Corresponding Author

Nigel Heaton

King's College London School of Medicine at Denmark Hill, Institute of Liver Studies, King's College Hospital, Denmark Hill, Camberwell, London, United Kingdom

Telephone: +44 2033993762; FAX: +44 2033993575

Institute of Liver Studies, King's College Hospital, Denmark Hill, London SE5 9RS, United KingdomSearch for more papers by this author
First published: 29 September 2008
Citations: 23

Abstract

Maintenance of portal and systemic venous return during the anhepatic phase of liver transplantation (LT) improves hemodynamic stability. With the piggyback technique, caval return is maintained; however, temporary clamping of the portal vein is still necessary. The use of a temporary portocaval shunt (TPCS) has been proposed to minimize the effect of portal venous interruption. The aim of this study was to perform a systematic review of the literature to determine whether there is evidence to support the routine use of a TPCS in LT. An electronic search of the literature from 1963 to 2007 was performed. A total of 4386 articles were identified, of which 8 met all the criteria and were included in the study. Because of the variability in reporting and the small number of studies, statistical comparison was not possible; however, a trend toward a shorter operative time, less blood product transfusion, and maintenance of higher mean arterial pressures during portal vein clamping was seen in patients with a TPCS. In conclusion, the available evidence, albeit scarce, supports the use of a TPCS in patients undergoing LT. A prospective randomized study of patients most likely to benefit from a TPCS is necessary to substantiate these findings. Liver Transpl 14:1414–1419, 2008. © 2008 AASLD.

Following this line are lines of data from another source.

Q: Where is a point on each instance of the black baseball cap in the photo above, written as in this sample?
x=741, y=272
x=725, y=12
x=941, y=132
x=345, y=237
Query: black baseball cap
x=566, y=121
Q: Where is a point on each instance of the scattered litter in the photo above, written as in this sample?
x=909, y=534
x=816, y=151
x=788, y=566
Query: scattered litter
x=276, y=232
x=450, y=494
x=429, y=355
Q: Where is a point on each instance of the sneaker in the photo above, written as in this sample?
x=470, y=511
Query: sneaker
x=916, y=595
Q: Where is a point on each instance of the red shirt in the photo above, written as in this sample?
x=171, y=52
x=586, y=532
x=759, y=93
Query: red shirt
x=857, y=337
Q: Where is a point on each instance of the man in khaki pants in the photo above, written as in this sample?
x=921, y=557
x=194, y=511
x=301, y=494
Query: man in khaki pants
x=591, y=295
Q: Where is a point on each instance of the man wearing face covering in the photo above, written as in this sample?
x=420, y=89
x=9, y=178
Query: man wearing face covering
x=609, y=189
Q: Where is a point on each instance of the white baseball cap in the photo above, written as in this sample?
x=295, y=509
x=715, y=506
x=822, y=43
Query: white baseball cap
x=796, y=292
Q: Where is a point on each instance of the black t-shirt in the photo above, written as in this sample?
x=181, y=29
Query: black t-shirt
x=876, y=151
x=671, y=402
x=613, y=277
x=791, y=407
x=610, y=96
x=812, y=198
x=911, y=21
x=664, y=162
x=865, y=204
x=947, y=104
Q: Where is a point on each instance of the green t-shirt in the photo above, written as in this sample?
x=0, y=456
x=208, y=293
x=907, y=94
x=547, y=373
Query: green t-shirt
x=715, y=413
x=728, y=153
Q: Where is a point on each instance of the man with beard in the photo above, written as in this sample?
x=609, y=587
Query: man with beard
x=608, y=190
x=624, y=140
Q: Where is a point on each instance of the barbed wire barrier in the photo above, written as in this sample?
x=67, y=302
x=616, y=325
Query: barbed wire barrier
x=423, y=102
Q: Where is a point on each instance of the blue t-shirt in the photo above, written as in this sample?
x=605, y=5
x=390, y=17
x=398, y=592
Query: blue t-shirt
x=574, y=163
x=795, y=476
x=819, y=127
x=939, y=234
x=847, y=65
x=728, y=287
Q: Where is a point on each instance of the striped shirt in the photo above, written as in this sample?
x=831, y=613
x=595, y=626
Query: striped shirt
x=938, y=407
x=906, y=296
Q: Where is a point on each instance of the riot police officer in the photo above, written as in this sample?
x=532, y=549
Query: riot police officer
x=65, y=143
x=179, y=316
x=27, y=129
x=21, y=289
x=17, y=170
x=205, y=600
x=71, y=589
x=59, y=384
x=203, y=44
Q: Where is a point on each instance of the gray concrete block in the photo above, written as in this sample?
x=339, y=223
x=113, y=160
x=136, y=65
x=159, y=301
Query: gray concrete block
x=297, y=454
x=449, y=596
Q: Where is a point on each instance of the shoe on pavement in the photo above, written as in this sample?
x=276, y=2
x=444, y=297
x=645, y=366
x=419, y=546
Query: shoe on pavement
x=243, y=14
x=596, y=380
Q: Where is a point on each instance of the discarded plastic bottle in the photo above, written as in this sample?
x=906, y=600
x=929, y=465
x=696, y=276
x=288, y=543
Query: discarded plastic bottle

The classical technique of orthotopic liver transplantation (LT) involved resection of the retrohepatic vena cava and cross-clamping of the porta hepatis, which led to complete interruption of the venous return to the heart from the inferior vena cava (IVC) and portal vein.1 In an attempt to maintain hemodynamic stability, reduce blood loss, and preserve renal function, venovenous bypass was introduced to bypass the splanchnic and caval blood into tributaries of the superior vena cava during the anhepatic phase. This technique enabled many surgeons to perform LT with good results, providing hemodynamically stable patients who were able to tolerate a more prolonged anhepatic phase. However, not all surgeons used venovenous bypass. The clamp-clamp technique continued to be successfully used by many skilful surgeons and anesthetists paying close attention to optimal fluid and pressure management. In 1989, Tzakis et al.2 described the piggyback technique, in which the donor suprahepatic IVC was anastomosed to the confluence of the recipient's hepatic veins with ligation of the donor infrahepatic IVC. Subsequent modification by Belghiti et al.,3 in which the suprahepatic IVC was anastomosed to the recipient's middle and left hepatic veins, avoided the need to include the right hepatic vein, which often caused caval obstruction, thus ensuring excellent caval flow during the anhepatic phase. Further modifications have led to a wider anastomosis by extension of the left and middle hepatic veins (with closure of the right hepatic vein) into the IVC.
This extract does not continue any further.